There has been a tremendous effort recently to review, debate and decide on revisions to Metropolitan’s turf rebate program. The Metropolitan board of directors has approved changes to and expansion of our conservation/turf rebate program so that it will be the largest of its kind ever in the nation. All told, Metropolitan and its member agencies spent $500 million on a large scale reimagining of Southern California’s landscape. The rebate program was so successful that all funds were completely exhausted in record time. In a series of posts we will cover the projects implemented from the 2015 rebate program.
• Significant Water Savings. We are expecting to permanently remove 175 million square feet of lawns across Southern California.
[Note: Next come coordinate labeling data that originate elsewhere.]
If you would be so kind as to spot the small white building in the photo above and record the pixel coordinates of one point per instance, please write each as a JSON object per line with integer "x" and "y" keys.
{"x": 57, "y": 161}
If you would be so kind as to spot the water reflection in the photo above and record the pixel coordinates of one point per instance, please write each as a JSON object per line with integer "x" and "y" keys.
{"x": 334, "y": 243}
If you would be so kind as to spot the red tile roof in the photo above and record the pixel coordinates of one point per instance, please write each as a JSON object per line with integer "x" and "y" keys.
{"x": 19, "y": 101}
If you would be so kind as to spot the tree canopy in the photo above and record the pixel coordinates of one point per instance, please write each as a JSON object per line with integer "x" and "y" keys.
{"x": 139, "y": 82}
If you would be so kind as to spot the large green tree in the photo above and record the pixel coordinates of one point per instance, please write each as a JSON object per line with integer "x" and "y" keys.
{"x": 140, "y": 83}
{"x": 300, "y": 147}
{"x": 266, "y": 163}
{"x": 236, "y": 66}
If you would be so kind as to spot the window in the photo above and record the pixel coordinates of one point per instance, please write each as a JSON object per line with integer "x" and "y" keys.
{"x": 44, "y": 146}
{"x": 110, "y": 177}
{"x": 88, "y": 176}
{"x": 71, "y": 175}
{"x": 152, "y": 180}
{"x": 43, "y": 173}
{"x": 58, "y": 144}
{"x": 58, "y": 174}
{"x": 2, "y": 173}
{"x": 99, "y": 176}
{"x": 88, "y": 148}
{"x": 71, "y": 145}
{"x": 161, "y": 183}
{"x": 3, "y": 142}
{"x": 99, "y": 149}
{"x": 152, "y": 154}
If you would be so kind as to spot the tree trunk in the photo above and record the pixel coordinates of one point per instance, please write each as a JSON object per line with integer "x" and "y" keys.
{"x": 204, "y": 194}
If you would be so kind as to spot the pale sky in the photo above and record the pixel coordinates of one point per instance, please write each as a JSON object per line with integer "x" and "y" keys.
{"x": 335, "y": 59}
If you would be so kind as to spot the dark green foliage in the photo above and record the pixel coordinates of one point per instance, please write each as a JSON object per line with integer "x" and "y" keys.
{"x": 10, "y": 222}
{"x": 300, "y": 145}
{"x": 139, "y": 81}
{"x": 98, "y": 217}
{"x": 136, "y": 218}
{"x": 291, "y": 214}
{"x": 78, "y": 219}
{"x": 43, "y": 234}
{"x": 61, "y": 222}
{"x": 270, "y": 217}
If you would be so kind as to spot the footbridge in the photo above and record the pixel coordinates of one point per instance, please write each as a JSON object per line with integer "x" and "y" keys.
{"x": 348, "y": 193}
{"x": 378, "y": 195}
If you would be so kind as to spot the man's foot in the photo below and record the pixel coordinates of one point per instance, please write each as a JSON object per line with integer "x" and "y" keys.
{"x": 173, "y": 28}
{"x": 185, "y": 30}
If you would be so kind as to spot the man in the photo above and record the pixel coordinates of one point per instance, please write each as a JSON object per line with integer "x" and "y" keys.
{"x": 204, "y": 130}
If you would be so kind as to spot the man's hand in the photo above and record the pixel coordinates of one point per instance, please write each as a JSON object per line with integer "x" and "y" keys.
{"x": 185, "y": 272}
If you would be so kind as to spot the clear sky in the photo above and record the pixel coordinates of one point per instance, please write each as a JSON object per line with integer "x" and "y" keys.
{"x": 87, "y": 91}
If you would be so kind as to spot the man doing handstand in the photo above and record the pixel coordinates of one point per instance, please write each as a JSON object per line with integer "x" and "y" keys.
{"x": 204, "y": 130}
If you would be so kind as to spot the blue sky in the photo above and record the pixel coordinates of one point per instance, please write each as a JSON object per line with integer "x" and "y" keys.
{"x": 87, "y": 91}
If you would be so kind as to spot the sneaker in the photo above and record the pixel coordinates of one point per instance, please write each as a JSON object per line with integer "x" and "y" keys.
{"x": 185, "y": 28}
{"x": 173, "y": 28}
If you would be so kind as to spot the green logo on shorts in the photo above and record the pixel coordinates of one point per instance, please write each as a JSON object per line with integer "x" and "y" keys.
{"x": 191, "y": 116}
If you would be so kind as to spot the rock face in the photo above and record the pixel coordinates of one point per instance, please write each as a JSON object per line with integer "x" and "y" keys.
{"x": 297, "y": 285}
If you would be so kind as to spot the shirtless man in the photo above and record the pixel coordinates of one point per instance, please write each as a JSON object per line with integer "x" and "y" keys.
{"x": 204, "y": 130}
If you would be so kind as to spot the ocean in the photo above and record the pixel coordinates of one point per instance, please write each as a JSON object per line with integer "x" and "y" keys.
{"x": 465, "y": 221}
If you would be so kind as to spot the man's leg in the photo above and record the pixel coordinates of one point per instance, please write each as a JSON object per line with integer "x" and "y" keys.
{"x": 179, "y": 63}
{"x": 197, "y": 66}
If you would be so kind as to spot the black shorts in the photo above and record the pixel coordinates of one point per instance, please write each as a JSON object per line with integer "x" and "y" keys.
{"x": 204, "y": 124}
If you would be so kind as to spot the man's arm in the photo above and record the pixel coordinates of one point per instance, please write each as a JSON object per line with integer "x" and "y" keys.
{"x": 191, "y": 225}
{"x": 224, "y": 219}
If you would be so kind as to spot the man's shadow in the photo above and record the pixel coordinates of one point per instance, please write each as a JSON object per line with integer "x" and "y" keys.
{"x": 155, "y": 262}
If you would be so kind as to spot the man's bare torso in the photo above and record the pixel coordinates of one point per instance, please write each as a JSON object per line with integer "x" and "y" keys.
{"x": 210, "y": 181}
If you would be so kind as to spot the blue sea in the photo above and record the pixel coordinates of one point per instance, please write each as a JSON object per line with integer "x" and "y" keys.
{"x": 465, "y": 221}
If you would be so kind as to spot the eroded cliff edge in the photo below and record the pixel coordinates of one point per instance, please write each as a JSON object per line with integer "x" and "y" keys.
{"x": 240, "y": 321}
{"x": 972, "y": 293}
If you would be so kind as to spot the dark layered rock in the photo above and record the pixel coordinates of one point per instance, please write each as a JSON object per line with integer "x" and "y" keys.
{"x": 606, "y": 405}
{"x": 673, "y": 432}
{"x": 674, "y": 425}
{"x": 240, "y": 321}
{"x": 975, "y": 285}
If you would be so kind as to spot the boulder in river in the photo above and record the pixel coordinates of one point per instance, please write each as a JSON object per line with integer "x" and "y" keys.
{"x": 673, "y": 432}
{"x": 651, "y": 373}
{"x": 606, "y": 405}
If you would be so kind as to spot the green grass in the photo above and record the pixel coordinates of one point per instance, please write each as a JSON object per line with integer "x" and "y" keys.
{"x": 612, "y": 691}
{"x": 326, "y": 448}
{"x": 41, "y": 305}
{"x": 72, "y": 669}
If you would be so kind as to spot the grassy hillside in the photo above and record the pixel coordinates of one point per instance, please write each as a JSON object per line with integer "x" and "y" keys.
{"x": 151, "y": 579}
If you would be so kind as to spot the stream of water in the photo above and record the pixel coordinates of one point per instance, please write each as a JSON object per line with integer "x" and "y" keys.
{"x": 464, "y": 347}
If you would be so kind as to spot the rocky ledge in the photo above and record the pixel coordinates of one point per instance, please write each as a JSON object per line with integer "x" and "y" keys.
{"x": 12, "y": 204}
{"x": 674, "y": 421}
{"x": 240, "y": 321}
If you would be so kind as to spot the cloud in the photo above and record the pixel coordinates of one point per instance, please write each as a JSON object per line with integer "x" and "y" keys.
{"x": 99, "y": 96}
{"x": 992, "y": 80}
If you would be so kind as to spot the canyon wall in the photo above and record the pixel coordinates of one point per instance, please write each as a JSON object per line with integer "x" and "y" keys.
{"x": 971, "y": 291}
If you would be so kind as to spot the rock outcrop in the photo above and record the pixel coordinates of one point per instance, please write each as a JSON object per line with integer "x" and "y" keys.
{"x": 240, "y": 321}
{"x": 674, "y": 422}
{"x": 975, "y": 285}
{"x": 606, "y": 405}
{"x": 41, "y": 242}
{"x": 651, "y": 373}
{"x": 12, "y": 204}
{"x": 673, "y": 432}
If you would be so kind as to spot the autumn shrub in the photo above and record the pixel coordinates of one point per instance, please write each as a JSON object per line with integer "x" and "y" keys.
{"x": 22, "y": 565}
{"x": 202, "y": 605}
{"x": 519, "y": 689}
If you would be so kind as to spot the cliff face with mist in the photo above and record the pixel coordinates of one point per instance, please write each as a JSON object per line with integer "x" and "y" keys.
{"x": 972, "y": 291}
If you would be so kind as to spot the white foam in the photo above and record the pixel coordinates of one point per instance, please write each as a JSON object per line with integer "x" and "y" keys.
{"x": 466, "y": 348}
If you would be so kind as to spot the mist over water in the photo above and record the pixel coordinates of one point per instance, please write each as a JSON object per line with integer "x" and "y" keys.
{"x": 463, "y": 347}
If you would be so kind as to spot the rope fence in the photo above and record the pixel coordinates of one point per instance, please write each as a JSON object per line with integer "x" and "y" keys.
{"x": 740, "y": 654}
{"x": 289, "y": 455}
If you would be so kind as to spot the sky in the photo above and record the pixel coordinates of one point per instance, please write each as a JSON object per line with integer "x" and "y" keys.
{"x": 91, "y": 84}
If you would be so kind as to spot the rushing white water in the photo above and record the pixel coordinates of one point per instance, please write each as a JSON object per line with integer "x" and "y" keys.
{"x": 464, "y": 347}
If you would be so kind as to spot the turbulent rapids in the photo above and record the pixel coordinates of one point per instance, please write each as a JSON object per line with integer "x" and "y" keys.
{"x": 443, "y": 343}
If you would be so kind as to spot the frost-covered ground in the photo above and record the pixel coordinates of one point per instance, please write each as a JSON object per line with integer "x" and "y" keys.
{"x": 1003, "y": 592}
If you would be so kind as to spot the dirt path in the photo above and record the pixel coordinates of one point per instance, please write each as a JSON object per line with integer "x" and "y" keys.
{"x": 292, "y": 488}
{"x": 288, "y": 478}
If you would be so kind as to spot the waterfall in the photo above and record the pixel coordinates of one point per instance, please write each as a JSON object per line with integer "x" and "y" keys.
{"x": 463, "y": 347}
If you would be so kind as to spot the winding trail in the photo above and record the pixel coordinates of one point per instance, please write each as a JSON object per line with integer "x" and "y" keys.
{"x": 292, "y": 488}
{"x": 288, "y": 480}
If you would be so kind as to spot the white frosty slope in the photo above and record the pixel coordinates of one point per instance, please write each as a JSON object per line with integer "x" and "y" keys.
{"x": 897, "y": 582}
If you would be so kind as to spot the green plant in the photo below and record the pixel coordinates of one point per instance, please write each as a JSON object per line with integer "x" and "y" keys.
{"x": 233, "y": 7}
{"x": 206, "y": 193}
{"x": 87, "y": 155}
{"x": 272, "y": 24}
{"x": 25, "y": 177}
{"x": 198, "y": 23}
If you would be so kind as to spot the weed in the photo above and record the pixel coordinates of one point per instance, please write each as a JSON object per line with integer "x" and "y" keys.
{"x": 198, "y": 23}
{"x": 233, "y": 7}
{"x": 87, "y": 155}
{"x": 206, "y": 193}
These changes, together with the rest of our conservation program are projected to save the equivalent amount of water needed to fill our largest reservoir, the 810,000-acre Diamond Valley Lake in Riverside County, over a 10-year period. We expect to maintain and grow these savings for decades to come as the shift from ornamental turf to more drought-resistant California Friendly landscapes continues.
• A Broader Program. The program has enormous popularity with the public and we have been receiving thousands of applications every week. We want to make sure the program reaches as many Southern California residents and businesses as possible. At this stage, broader is better. The more individual examples that Southern Californians see of turf removal, the better.
• A Capped Program. There are different rebate incentives available to public agencies, residents and businesses. And when the available funds are committed to existing rebate applications, we will stop pre-approving new applications. Precisely when that happens will depend on the interest in the program, but our best projection is that the funding will last us through the summer and into the fall.
• Funded Through Reserves, Not Increased Rates. Our board is directing funds to the conservation program from a temporary increase in our water sales during this drought. Investing in conservation provides significant short-term dividends by preserving the water stored in reservoirs should the drought continue beyond this year. Healthy reserves remain for rate stabilization and other future needs.
If this brutal drought has a long-term upside for Southern California, it is that we are finally turning the corner on the public’s interest in outdoor landscapes that match our Mediterranean climate.